A multicenter retrospective study was conducted on 829 patients admitted between September 2012 and June 2016 and diagnosed by rRT-PCR procedures to have MERS-CoV and non-MERS-CoV infection in which 396 achieved recovery. Detailed medical charts were reviewed for each patient who achieved recovery. Time intervals in days were calculated from presentation to the initial rRT-PCR diagnosis (diagnosis delay) and from the initial rRT-PCR diagnosis to recovery (recovery delay).
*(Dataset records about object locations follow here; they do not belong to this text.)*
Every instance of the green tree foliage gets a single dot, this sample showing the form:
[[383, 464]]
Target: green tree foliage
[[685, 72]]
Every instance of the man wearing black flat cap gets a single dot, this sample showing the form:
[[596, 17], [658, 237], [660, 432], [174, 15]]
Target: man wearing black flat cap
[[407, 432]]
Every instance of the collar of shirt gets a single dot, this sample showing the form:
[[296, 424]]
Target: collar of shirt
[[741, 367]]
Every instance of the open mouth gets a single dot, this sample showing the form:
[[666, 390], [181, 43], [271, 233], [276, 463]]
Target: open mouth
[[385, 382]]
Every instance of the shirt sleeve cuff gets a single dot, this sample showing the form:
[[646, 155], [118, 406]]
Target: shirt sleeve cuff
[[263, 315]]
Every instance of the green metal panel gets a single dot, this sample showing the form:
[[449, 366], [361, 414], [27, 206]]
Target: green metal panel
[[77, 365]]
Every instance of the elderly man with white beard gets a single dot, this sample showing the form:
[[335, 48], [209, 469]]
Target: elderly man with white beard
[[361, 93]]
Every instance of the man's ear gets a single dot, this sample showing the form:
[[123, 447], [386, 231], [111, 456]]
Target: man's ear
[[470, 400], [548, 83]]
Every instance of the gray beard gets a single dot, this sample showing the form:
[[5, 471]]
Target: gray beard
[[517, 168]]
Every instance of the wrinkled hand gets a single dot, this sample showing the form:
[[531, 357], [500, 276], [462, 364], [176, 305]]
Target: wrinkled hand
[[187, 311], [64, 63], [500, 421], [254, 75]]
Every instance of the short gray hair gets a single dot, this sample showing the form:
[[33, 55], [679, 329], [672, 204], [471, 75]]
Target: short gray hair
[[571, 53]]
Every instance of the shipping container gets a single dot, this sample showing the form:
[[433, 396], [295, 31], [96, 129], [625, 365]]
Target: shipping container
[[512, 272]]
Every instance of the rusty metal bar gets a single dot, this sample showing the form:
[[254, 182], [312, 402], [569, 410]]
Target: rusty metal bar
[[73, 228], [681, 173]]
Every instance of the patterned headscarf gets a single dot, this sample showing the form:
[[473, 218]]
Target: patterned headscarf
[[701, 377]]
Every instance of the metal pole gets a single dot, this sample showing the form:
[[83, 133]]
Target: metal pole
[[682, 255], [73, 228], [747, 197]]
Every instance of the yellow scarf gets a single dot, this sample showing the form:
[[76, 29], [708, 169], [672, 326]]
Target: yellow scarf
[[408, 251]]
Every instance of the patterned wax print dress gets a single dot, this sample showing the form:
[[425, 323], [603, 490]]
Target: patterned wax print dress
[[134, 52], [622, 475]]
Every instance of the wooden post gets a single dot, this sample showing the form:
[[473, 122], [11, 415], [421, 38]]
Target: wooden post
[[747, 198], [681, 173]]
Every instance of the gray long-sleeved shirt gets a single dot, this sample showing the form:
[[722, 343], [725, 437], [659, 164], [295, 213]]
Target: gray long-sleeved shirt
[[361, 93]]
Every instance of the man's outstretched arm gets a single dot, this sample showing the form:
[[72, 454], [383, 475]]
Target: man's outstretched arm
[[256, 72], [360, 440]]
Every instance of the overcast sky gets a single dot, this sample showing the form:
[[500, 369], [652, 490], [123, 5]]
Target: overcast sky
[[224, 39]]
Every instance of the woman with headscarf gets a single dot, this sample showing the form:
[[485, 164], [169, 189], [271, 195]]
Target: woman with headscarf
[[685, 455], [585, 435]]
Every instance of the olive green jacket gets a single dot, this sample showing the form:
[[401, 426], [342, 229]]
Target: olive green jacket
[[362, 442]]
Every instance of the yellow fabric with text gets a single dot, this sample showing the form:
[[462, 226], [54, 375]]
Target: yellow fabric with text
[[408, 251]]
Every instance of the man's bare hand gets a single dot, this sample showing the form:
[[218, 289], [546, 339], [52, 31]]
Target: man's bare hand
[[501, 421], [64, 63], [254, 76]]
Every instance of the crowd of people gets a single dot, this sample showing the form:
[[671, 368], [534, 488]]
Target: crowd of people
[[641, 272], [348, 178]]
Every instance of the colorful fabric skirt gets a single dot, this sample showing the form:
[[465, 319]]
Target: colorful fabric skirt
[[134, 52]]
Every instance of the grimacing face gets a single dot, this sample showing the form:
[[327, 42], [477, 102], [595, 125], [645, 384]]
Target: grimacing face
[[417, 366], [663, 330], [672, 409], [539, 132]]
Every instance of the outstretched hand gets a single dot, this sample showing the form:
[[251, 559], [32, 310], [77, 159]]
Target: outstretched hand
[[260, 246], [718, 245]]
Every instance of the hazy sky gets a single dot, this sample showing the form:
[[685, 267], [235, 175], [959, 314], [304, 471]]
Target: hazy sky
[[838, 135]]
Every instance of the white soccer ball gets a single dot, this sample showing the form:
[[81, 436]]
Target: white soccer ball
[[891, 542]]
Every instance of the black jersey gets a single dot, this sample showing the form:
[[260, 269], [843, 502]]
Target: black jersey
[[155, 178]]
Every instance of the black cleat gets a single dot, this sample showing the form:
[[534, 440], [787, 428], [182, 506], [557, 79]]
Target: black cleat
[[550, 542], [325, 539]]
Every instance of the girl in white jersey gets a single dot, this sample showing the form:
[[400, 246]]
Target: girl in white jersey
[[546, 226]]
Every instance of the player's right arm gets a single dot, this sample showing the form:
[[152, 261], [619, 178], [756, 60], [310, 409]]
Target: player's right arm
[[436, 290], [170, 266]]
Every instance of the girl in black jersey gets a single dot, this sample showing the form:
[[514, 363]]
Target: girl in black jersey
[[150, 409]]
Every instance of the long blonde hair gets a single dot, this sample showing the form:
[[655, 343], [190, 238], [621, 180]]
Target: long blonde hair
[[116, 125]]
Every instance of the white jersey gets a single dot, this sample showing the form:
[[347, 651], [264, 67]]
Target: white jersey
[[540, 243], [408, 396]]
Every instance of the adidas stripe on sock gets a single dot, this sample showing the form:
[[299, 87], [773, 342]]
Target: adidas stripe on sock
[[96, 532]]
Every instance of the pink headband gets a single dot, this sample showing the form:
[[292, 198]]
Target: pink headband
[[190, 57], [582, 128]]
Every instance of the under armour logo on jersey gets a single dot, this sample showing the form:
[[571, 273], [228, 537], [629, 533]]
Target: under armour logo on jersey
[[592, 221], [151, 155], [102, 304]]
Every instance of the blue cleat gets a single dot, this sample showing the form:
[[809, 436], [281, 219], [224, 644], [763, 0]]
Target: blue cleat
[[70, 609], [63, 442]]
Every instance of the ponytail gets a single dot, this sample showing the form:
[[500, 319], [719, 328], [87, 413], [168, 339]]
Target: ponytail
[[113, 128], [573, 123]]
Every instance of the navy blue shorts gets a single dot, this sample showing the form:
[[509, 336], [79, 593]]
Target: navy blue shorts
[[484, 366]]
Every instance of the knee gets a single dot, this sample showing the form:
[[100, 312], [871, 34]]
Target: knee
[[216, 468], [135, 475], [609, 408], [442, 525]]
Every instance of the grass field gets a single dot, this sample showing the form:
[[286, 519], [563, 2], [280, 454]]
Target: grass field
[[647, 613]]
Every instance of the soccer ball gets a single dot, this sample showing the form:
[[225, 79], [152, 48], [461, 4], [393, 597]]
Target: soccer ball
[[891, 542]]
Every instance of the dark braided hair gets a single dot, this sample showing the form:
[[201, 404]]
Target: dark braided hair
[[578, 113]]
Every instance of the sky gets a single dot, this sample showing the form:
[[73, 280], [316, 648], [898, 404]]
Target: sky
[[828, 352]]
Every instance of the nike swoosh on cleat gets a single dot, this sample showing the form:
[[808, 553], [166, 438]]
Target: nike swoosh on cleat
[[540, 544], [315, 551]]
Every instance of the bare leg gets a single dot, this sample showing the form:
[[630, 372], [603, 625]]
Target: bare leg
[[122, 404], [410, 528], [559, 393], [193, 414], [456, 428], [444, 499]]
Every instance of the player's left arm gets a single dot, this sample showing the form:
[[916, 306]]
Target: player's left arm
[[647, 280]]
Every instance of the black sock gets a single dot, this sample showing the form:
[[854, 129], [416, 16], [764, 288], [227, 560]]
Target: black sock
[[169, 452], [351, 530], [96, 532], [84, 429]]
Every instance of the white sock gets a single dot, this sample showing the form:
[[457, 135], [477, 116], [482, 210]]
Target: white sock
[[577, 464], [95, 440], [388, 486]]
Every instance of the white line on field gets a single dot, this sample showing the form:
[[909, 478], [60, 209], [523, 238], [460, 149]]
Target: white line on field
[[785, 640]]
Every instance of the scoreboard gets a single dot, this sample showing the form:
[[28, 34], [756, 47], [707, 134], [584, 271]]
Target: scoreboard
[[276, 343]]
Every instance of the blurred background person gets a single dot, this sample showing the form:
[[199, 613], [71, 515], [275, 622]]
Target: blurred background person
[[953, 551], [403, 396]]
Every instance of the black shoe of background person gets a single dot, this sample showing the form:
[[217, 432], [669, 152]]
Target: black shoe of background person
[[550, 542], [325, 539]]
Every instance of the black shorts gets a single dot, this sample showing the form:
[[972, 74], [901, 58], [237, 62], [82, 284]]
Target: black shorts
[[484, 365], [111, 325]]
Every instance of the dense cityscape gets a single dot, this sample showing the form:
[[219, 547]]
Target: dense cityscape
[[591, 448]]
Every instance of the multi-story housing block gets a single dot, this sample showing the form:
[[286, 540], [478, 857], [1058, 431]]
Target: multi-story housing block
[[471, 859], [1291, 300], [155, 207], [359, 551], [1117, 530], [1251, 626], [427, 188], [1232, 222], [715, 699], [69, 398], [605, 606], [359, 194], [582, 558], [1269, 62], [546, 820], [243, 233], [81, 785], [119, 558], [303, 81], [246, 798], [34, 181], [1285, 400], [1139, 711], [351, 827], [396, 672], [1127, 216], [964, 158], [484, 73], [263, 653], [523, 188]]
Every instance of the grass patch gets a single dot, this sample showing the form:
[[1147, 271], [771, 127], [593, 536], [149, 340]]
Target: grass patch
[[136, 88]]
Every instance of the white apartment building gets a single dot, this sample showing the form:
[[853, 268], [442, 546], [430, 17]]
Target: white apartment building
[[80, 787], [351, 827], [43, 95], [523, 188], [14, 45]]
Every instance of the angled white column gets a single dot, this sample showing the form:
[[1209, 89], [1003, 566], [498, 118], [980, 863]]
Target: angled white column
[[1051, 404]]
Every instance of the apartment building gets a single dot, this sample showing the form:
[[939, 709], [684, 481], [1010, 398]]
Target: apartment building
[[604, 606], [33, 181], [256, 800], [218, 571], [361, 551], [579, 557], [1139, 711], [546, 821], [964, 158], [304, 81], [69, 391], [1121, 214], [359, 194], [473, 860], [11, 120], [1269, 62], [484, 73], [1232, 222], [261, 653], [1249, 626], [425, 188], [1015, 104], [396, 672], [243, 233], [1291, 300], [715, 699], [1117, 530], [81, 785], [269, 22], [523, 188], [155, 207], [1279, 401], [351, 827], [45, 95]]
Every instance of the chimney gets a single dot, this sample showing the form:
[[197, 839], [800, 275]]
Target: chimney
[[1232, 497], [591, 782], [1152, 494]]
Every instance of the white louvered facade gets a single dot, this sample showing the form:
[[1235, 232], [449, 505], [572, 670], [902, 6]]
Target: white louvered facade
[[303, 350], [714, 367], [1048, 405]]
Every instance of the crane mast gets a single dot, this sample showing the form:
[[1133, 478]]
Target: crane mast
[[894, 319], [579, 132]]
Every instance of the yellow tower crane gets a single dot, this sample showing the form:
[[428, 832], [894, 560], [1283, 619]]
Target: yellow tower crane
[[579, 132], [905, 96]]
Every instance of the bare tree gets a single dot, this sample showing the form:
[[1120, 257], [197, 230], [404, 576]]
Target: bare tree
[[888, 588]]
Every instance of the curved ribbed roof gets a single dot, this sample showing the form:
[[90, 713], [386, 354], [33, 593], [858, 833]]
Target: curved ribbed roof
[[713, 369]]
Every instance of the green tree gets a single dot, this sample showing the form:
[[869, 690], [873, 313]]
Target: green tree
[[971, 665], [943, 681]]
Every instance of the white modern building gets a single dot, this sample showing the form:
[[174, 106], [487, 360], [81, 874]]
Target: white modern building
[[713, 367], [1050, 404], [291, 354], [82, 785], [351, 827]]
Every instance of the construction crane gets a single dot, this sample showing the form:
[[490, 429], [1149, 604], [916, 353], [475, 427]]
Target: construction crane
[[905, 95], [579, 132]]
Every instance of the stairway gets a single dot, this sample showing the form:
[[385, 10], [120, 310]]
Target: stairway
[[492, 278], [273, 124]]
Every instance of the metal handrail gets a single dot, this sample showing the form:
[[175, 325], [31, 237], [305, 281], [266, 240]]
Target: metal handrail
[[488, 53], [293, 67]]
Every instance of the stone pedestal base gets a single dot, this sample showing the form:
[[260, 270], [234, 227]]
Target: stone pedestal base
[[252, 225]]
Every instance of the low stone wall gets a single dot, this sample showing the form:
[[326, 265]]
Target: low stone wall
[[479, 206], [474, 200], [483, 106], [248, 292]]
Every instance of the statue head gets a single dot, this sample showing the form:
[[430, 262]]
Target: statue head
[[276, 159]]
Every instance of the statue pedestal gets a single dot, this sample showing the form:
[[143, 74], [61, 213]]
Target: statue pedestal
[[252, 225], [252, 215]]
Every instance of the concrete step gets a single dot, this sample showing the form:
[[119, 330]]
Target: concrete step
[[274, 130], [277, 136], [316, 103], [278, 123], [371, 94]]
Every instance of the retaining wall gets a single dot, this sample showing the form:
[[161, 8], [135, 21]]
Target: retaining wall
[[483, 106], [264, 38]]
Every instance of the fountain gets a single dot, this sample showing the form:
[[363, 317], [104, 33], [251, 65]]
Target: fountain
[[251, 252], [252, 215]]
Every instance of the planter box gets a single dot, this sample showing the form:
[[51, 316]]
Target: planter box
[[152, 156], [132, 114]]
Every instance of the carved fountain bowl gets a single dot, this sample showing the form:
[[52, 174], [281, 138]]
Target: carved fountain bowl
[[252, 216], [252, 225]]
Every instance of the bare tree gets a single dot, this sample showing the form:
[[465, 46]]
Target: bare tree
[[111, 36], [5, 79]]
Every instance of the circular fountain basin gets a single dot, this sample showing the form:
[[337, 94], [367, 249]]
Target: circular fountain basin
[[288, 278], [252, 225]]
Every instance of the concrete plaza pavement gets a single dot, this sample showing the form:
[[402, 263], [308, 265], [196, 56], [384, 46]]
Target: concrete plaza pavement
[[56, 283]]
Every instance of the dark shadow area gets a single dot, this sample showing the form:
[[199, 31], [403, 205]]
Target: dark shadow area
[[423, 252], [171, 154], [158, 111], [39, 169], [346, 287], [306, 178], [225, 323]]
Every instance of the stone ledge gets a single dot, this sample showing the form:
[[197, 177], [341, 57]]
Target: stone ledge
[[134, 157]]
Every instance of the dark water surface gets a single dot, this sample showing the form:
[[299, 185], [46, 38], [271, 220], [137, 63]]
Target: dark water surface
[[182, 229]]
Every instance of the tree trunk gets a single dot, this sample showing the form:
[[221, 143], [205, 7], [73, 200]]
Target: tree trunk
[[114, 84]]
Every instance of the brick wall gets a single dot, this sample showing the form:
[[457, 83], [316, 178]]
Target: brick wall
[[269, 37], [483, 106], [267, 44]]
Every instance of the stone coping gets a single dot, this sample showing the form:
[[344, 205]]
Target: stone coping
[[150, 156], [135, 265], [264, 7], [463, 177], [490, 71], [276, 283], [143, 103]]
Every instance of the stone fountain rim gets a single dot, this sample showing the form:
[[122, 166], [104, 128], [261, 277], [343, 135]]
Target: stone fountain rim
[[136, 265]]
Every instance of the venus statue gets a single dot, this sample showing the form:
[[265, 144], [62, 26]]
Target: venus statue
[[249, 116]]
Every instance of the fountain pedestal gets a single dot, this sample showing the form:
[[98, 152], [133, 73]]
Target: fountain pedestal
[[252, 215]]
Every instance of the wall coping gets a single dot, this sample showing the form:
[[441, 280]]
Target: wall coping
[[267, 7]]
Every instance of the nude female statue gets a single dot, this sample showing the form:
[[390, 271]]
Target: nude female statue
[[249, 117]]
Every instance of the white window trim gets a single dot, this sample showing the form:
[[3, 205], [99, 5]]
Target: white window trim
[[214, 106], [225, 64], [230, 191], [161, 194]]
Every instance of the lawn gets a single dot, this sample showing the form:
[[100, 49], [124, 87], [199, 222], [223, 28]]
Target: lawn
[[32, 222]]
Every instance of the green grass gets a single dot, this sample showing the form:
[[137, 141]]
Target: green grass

The median recovery delay in our sample was 5 days. According to the multivariate negative binomial model, elderly (age ≥ 65), MERS-CoV infection, ICU admission, and abnormal radiology findings were associated with longer recovery delay (adjusted relative risk (aRR): 1.741, 2.138, 2.048, and 1.473, respectively). Camel contact and the presence of respiratory symptoms at presentation were associated with a shorter recovery delay (expedited recovery) (aRR: 0.267 and 0.537, respectively). Diagnosis delay is a positive predictor for recovery delay (r = .421; P = .001).

The study evidence supports that longer recovery delay was seen in patients of older age, MERS-CoV infection, ICU admission, and abnormal radiology findings. Shorter recovery delay was found in patients who had camel contact and respiratory symptoms at presentation. These findings may help us understand clinical decision making on directing hospital resources toward prompt screening, monitoring, and implementing clinical recovery and treatment strategies.